Kto nie lubi oglądać przygód dwóch dzielnych Galów, Asterixa i Obelixa, oraz ich psa Idefixa? René Goscinny i Albert Uderzo stworzyli serię niesamowitych opowieści, które od 63 lat inspirują genialne, pełne humoru adaptacje — zarówno animowane, jak i aktorskie. Dziś postaram się uszeregować te wszystkie produkcje, od moim zdaniem najmniej udanej do najlepszej. Zaczynamy!
Jednak zanim przejdziemy do rankingu, tradycyjne wyróżnienie — tym razem negatywne. Produkcji o Asterixie jest 15, ale w rankingu będzie tylko 14 miejsc. Jedna animacja bowiem tak bardzo odbiega poziomem od reszty, że nie mogła zostać uwzględniona:
Asterix i Obelix: Tajemnica magicznego wywaru — nie warto tutaj nic mówić. Jedyna, i mam nadzieję, że ostatnia, pomyłka w historii galijskiego uniwersum.
<Crowley: Nie widziałem, nie wypowiem się. Ale okazji do skomentowania innych filmowych Asterixów nie odpuszczę.>
Miejsca 14-11
Miejsce 14: Asterix podbija Amerykę
Najdziwniejsza i najgorzej technicznie wykonana animacja o Asterixie. Wszystko jest tutaj nie tak, począwszy od zmienionego dubbingu, a kończąc na dziwnej kolorystyce. W tej animacji najmniej czuć klimat przygód Asterixa. Dodatkowo, fabuła także nie jest zbyt wciągająca.
<Crowley: Pierwsze veto.

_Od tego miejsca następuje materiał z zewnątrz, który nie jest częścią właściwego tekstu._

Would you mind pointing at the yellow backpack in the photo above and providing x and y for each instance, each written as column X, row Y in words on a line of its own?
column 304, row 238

Co prawda jest to jeden ze słabszych animowanych filmów w serii, ale to nie znaczy, że zły. O ile się nie mylę, była to przedostatnia tradycyjna animacja i pierwsza dubbingowana pod kierownictwem Joanny Wizmur. Wyszło jak wyszło. Ja ten film lubię, bo chociaż jest słabszy od wszystkich wcześniejszych ) i lepszy od prawie wszystkich późniejszych), to czuć w nim ciągle ducha tamtych produkcji.>
Miejsce 13: Asterix i Obelix: Osiedle Bogów
Niestety, nowa „renderowana” (cokolwiek by to znaczyło) seria nie ma szczęścia. Do tej pory powstały dwie tego typu produkcje, a równie dobrze moglibyśmy się bez nich obejść. „Osiedle Bogów” jest jednak o wiele, wiele lepsze od „Tajemnicy magicznego wywaru” i dodatkowo niesie ze sobą pewne przesłanie. Scenariusz jest dość dobry, wykonanie znośne, a kłótnie Galów zawsze wywołują uśmiech. To nie jest animacja, która zapada w pamięć, ale też nie jest do całkowitego skreślenia. Ciekawy dodatek do galijskiego uniwersum.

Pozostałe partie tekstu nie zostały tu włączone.